Bob Rae: The UN is a Complex Place in a Complex World

July 16, 2020 – By DANIEL HOROWITZ

When former Ontario Premier Bob Rae was asked to become Canada’s ambassador to the United Nations earlier this month, he found it an offer he couldn’t refuse.

“It’s a very uncertain time in the life of the world and I was very honoured to have been asked. I am delighted to be taking on this challenge,” Rae, who served as Ontario’s NDP premier from 1990 to 1995, told the CJR in an interview.

Bob Rae
Bob Rae

“I couldn’t refuse the job because of the significance of the times we are living in, and the significance of COVID and the impact it is having,” said Rae who served as interim federal Liberal Party leader from 2011 to 2013 and starts his new job on Aug. 4. “That is something that requires a different approach, which I’m glad to be able to advocate on behalf of our government.”

The biggest challenge before him, he said, is the COVID crisis.

“How do we recover globally from COVID and how do we work together to ensure universal access to a vaccine?” asked Rae. “And how do we ensure that the worst financial and economic impacts on countries will be averted?

“That’s going to require a lot of my time and energies, and working with other countries.”

The UN is not the only place where these discussions will take place but the topic will be “front and centre” at the world body.

When Rae assumes his newest role following the completion of Marc-André Blanchard’s four-year term at the UN, he will also go into the family business: Rae’s father, Saul, held the same position from 1972 to 1976.

Looking back at those days, his obviously proud son said he learned a lot by watching his father in action.

“I remember as a high school student, when my Dad was ambassador to the UN in Geneva, witnessing first-hand the challenges of working in a multilateral environment, and the job’s constant pace,” Rae recalled. “My Dad had a personal style that included a lot of humour and reflection – both qualities that I hope I’ve inherited.”

As for the Middle East, Rae is quick to point out his government’s belief in a two-state solution.

”Since the late 1940s and the end of the British Mandate in Palestine, the Canadian government has been a supporter of the notion of two states for two peoples,” Rae explained. “We were there when Israel was admitted to the UN; we’ve had diplomatic relations with Israel since the early 1950s. We’ve had a strong bilateral relationship with the state of Israel for a very, very long time. We’ve been part and parcel of the entire diplomatic process which proceeded since 1967 – to encourage the Palestinian recognition of the State of Israel, and for Israel to accept a two- state solution.”

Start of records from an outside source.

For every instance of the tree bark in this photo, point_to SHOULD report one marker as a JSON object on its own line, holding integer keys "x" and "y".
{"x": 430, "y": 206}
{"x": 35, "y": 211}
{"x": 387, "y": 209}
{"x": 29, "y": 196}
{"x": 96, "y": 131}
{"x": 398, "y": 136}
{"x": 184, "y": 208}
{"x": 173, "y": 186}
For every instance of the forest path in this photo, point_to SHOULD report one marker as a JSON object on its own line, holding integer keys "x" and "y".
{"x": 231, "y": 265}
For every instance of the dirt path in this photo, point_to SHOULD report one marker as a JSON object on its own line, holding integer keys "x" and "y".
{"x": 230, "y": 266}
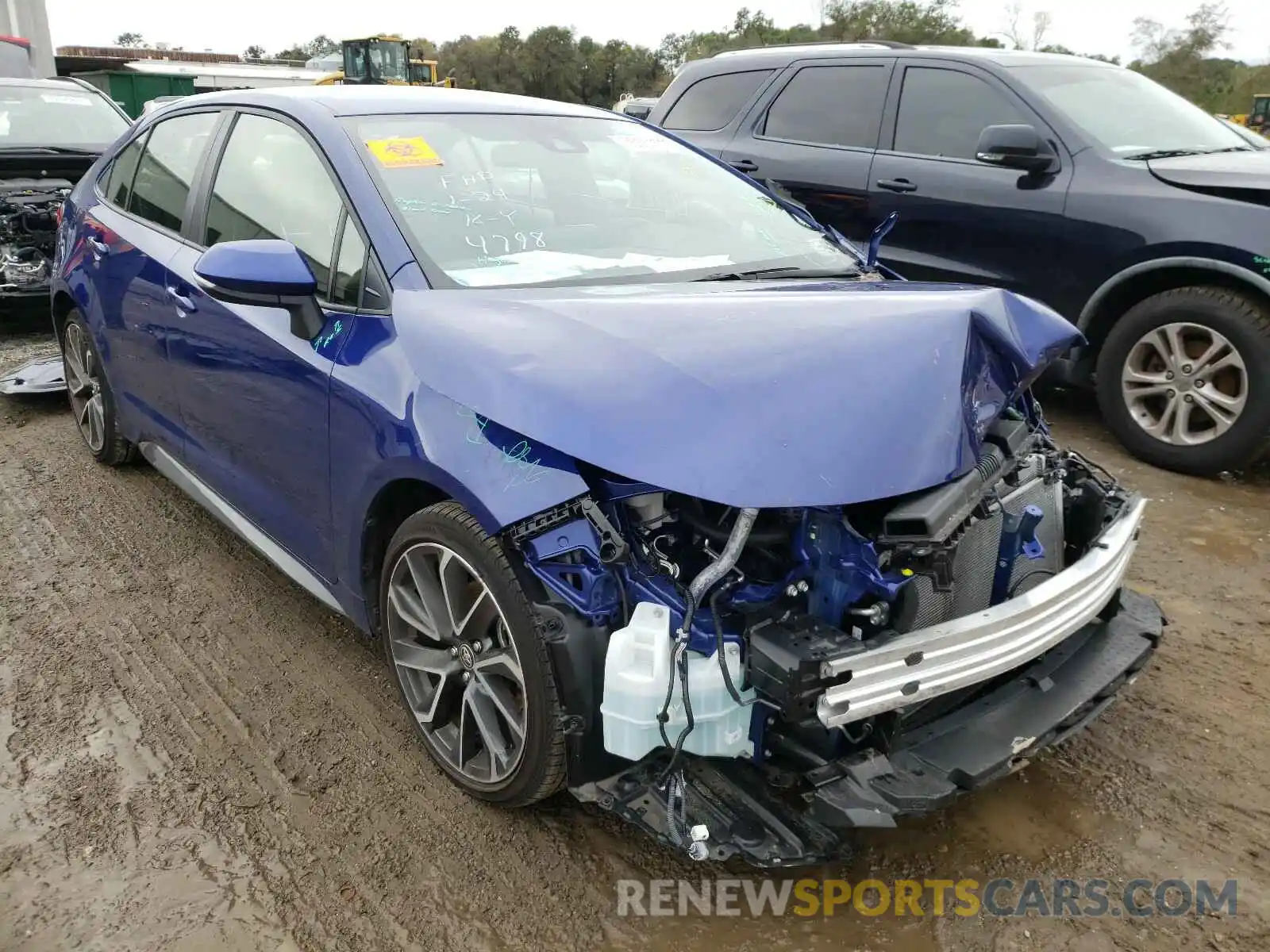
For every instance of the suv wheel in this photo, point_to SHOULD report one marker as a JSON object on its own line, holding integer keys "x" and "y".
{"x": 473, "y": 670}
{"x": 1184, "y": 380}
{"x": 92, "y": 399}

Rae said the policy “struck us then as a logical approach to take, and frankly, it still underlies the positions we’ve taken.”

Prime Minister Justin Trudeau and Foreign Affairs Minister François-Philippe Champagne have made it clear that they do not support Israel’s unilateral annexation of territories in the West Bank, Rae went on.

“We still believe that direct negotiations between the parties are going to be required in order to establish any possible deal,” said Rae. “But I think we all recognize that the differences between the two sides are quite strong and have remained so for a long time, and getting to a settlement is going to be very, very difficult.”

Canada has never recognized Israeli sovereignty over East Jerusalem or the West Bank, he noted. That’s why the government has said that Israel’s annexation plans, on hold for now, would make a settlement of the conflict “more difficult in our view.”

As for those who might see the UN as irrelevant, Rae countered: “I always said that if we didn’t have the UN, we’d have to invent something like it.”

It’s a complex institution, he noted, because it reflects a complex world.

“I believe very strongly that we need greater international cooperation to deal with the major challenges of our time,” he said. “The UN makes mistakes. The General Assembly doesn’t always vote the way we’d like them to vote. That happens. But it’s like any other institution. It’s an important part of the architecture of what’s going to be required to make the world a stable and more prosperous place.”